On Wednesday (Nov. 15), the New York Public Library officially unveiled a new $317 million “master plan” for the Stephen A. Schwarzman Building, the NYPL’s crown jewel located at Fifth Avenue and 42nd Street in Manhattan. Library officials say the plan, which was unanimously approved by the NYPL board, will create 20% more public space for research, exhibitions, and educational programs.
“For over a century, the Schwarzman Building has been a beacon of open access to information and a tireless preservationist of the world’s knowledge,” said New York Public Library president Tony Marx, in a statement. “We have a responsibility to preserve its architectural wonder, and its role as an important civic space, while also preparing it for the future, and another century of best serving the public. We believe this plan does just that.”

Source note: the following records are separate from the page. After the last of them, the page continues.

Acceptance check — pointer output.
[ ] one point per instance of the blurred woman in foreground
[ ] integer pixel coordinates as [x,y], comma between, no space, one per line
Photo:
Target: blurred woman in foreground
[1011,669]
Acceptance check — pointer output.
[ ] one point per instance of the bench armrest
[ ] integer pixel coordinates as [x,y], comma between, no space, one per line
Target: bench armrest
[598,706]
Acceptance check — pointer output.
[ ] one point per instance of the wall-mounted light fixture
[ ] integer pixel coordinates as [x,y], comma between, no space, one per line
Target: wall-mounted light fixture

A public presentation on the master plan is set for, November 20, at 5 p.m. in the Schwarzman Building’s Celeste Auditorium. Marx told reporters that virtually all of the money for the project has been raised from private donations.
The plan is the NYPL’s second recent shot at overhauling its famous main library, after library officials in 2014 were forced to abandon a controversial renovation, dubbed the Central Library Plan, that would have drastically altered the iconic main library building and critics say, could have greatly altered the future of NYPL as an institution.
The fight over that plan, which also included plans to sell off some key NYPL real estate, was chronicled in Patience and Fortitude: Power, Real Estate, and the Fight to Save a Public Library (Melville House), by Nation writer Scott Sherman (which recently came out in paperback).
The new plan was developed by Dutch architectural firm Mecanoo, and New York City-based firm Beyer Blinder Belle.
In a statement, Mecanoo’s Francine Houben said the latest design “inherently adheres to the logic of a Beaux-Arts building,” and will “improve the quality and function of currently underused spaces.” The building’s “existing historic spaces” such as the landmarked Rose Main Reading Room, and the Maps, Periodicals, and Genealogy reading rooms, and Astor Hall, will remain.
Notably, the plan does not propose any changes to the library’s central stacks—a particular point of contention in the NYPL’s previous, failed effort, which had proposed repurposing the seven floors that house the library’s massive shelving. Instead, NYPL officials have commissioned Mecanoo and Beyer Blinder Belle to do a study “examining possibilities for the 175,000-square-foot space.”
That study, will evaluate both the current state of the stacks, and then “with input from a broad range of stakeholders, including staff, architects, and a group of non-Library advisors and planners, identify options for the space." Once those "possible scenarios are identified," officials say, "the public will have the opportunity to provide feedback."